Mrs. Markson’s lawyer asked permission to look at the newer will, which the judge granted. He looked carefully at the signature of Markson and the witnesses, and returned the document with a sigh.
“Don’t attempt it, madame—no use,” said he. “I know all the signatures; seen them a hundred times. I’m sorry, very—affects my pocket some, for it cuts some of my prospective fees, but—that will can’t be broken.”
Mrs. Markson turned, looked at Helen a second, and then dashed at her, as if “to scatter, tear and slay,” as the old funeral hymn says. Helen stumbled and cowered a little toward me, seeing which I—how on earth I came to do it I don’t know—put my arm around her, and looked indignantly at Mrs. Markson.
“You treacherous hussy!” said Mrs. Markson, stamping her foot—“you scheming little minx! I could kill you! I could tear you to pieces! I could drink your very heart’s blood—I could——”
What else she could do she was prevented from telling, for she fell into a fit, and was carried out rigid and foaming at the mouth.
I am generally sorry to see even wicked people suffer, but I wasn’t a bit sorry to see Mrs. Markson; for, while she was talking, poor Helen trembled so violently that it seemed to me she would be scared to death if her cruel stepmother talked much longer.
Two hours later Mrs. Markson, with all her relatives and personal effects, left the house, and six months afterward Mrs. Markson entrapped some other rich man into marrying her. She never tried to break Markson’s will.

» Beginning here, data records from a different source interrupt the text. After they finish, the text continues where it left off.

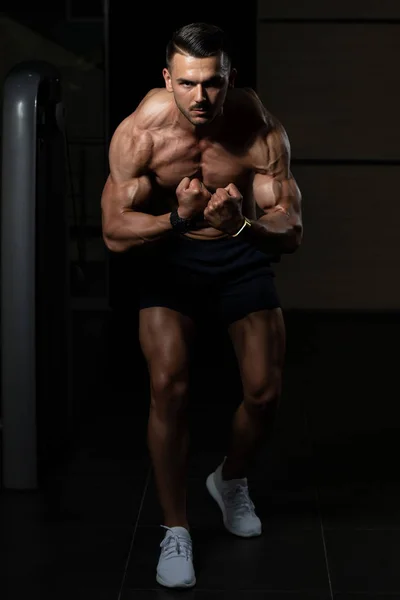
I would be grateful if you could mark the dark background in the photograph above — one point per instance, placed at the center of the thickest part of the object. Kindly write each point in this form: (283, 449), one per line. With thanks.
(327, 488)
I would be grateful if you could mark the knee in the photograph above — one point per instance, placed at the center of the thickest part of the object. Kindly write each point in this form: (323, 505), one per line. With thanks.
(169, 392)
(263, 395)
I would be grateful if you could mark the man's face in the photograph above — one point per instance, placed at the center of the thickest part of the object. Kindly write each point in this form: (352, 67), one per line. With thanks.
(199, 86)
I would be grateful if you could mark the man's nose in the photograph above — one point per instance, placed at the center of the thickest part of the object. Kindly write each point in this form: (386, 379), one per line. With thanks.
(200, 93)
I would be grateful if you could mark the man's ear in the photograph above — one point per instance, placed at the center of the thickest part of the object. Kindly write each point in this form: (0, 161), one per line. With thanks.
(232, 77)
(167, 79)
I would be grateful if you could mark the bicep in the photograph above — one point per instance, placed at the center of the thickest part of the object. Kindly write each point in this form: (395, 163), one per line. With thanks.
(271, 192)
(273, 185)
(128, 185)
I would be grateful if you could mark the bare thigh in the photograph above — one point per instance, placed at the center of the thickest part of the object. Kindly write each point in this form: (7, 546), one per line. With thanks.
(259, 342)
(166, 339)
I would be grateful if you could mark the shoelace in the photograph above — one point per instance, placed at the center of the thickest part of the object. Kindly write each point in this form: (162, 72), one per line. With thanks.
(176, 544)
(237, 497)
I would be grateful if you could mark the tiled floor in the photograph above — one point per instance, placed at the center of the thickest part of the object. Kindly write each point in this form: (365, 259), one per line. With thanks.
(327, 487)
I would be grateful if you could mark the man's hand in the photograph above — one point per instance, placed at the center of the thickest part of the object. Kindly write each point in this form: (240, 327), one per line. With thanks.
(224, 210)
(193, 197)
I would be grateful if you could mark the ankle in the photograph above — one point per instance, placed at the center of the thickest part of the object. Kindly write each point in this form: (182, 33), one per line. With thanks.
(177, 523)
(232, 472)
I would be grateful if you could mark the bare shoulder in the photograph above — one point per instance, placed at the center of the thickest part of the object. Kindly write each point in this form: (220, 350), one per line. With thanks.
(131, 146)
(251, 101)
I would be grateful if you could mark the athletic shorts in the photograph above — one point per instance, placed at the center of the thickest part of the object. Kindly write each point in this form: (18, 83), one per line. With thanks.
(224, 278)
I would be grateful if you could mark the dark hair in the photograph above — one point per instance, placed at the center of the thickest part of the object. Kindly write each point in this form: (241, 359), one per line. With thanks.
(200, 40)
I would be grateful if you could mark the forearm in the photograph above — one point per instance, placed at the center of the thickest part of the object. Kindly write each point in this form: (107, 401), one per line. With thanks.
(276, 232)
(133, 228)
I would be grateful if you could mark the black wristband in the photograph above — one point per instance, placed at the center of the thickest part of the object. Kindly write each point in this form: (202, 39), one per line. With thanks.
(179, 224)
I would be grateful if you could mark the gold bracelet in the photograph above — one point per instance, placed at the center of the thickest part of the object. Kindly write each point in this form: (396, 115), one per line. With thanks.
(246, 223)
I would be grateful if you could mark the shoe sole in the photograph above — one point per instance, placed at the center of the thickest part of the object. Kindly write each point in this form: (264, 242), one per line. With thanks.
(214, 493)
(182, 585)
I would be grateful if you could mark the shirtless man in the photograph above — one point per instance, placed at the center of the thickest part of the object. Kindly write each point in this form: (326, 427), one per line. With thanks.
(200, 183)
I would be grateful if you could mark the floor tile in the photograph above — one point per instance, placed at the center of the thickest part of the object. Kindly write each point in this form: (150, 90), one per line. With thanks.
(358, 505)
(364, 561)
(280, 508)
(222, 561)
(195, 594)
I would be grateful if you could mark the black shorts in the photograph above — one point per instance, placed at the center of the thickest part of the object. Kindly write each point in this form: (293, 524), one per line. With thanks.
(225, 278)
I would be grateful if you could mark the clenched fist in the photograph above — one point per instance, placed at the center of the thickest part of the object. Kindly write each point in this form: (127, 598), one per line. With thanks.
(224, 210)
(193, 197)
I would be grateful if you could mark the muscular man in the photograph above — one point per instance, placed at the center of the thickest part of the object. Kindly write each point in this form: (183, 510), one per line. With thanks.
(200, 185)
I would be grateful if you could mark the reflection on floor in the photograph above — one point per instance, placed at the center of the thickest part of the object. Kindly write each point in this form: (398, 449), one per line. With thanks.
(327, 487)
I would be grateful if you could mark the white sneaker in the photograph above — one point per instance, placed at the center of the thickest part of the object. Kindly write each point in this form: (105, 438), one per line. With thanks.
(232, 496)
(175, 566)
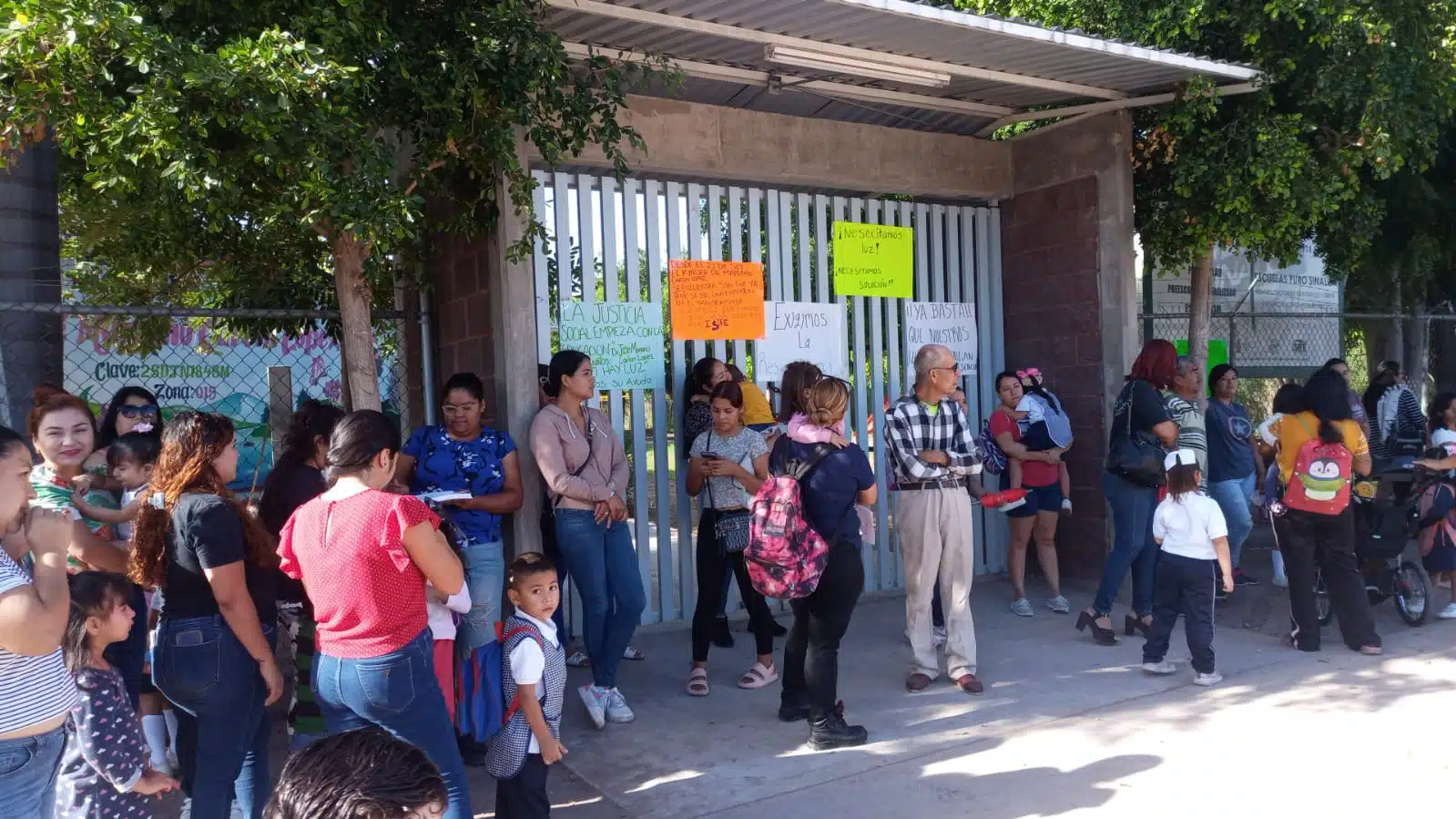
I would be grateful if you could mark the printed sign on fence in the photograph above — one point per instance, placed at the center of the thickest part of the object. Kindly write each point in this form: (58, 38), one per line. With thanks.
(715, 301)
(199, 367)
(625, 342)
(950, 323)
(801, 331)
(874, 260)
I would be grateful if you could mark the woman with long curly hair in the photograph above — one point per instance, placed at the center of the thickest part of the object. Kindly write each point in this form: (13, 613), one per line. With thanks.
(214, 568)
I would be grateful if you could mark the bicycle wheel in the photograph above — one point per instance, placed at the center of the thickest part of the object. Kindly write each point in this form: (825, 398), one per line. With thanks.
(1322, 605)
(1412, 592)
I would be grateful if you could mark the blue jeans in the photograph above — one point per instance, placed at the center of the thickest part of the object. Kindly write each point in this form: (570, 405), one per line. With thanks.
(28, 770)
(603, 563)
(485, 576)
(1133, 546)
(223, 729)
(1234, 498)
(398, 692)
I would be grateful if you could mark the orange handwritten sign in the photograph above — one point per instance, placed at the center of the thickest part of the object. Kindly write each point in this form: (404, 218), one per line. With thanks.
(715, 301)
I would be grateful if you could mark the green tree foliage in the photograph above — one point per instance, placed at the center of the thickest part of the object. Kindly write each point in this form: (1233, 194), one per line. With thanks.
(280, 153)
(1354, 95)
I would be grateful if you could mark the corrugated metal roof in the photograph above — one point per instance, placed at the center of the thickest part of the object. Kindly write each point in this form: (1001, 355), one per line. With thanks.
(892, 28)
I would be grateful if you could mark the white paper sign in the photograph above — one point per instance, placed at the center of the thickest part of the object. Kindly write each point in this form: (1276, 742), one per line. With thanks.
(950, 323)
(801, 331)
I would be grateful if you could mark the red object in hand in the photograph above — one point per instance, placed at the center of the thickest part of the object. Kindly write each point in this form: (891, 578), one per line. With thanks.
(1006, 497)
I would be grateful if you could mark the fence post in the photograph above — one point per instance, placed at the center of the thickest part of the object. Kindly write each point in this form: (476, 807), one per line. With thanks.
(280, 405)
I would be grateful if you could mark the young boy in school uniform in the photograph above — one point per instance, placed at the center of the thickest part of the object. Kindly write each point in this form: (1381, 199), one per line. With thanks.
(535, 677)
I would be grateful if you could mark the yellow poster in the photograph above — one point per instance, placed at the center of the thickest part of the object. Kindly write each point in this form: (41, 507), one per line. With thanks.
(874, 260)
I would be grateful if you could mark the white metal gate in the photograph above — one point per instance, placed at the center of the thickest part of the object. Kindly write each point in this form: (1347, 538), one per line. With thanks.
(613, 243)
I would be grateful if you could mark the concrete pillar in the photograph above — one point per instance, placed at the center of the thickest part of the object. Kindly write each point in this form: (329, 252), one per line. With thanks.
(31, 347)
(513, 345)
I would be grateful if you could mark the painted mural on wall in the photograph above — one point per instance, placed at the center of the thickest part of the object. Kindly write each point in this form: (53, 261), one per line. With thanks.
(207, 371)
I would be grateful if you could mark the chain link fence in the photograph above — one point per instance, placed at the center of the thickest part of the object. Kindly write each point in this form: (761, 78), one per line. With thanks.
(196, 363)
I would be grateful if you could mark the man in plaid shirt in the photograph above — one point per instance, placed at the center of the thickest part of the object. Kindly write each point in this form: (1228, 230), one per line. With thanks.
(932, 449)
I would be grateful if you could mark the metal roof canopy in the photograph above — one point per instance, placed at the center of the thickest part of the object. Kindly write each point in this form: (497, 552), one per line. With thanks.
(882, 61)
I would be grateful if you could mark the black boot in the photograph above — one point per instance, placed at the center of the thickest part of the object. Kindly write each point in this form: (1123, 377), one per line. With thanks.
(722, 637)
(830, 731)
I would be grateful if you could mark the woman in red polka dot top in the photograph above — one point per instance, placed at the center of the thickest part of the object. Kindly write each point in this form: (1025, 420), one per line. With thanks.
(364, 557)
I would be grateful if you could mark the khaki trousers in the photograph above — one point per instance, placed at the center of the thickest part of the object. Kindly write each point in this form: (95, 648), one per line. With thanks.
(936, 539)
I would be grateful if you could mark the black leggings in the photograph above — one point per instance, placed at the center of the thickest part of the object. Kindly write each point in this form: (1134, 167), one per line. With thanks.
(1307, 538)
(712, 575)
(820, 621)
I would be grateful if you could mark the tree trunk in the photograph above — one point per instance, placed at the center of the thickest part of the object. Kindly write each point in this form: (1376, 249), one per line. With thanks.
(357, 337)
(1200, 311)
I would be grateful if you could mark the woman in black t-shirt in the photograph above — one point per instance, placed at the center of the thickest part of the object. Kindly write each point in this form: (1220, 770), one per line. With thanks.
(296, 478)
(1133, 505)
(829, 493)
(214, 568)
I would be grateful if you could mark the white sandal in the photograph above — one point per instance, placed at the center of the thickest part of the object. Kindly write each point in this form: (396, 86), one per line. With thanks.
(758, 677)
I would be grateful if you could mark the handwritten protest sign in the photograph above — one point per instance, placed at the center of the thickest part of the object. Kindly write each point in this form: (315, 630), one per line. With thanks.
(801, 331)
(624, 340)
(950, 323)
(715, 301)
(874, 260)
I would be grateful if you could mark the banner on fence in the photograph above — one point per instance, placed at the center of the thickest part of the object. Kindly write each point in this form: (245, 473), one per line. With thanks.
(624, 340)
(950, 323)
(801, 331)
(874, 260)
(715, 301)
(201, 369)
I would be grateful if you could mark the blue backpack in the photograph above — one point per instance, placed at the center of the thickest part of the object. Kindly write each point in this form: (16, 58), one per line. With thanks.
(484, 710)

As Helen was utterly ignorant of the existence of this new will until she heard it read, the judge explained to her where it came from; and as she was naturally anxious for all the particulars of its discovery, the judge sent me to her to tell her the whole story. So I dressed myself and drove down—for, though still under thirty, I was well off, and drove my own span—and told her of my interview with her father, on his deathbed, as well as of the scene on the night he hid the will.
As I told the latter part of the story a reverent, loving, self-forgetful look came into her face, and made her seem to me like an angel. As for myself, the recalling of the incident, now that I knew its sequel, prevented my keeping my eyes dry. I felt a little ashamed of myself and hurried away, but her look while I spoke of her father, and her trembling form in my arms while Mrs. Markson raved at her, were constantly in my mind, and muddled a great many important estimates. They finally troubled me so that I drove down again and had a long and serious talk with Helen.
What we said, though perfectly proper and sensible, might not be interesting in print, so I omit it. I will say, however, that my longing—when I first saw Helen as a little girl—for a daughter just like her, has been fulfilled so exactly, that I have named her Helen Markson Raines, after her mother; and if she is not as much comfort to me as I supposed she would be, it is no fault of hers, but rather because the love of her mother makes me, twenty years after the incidents of this story occurred, so constantly happy, that I need the affection of no one else.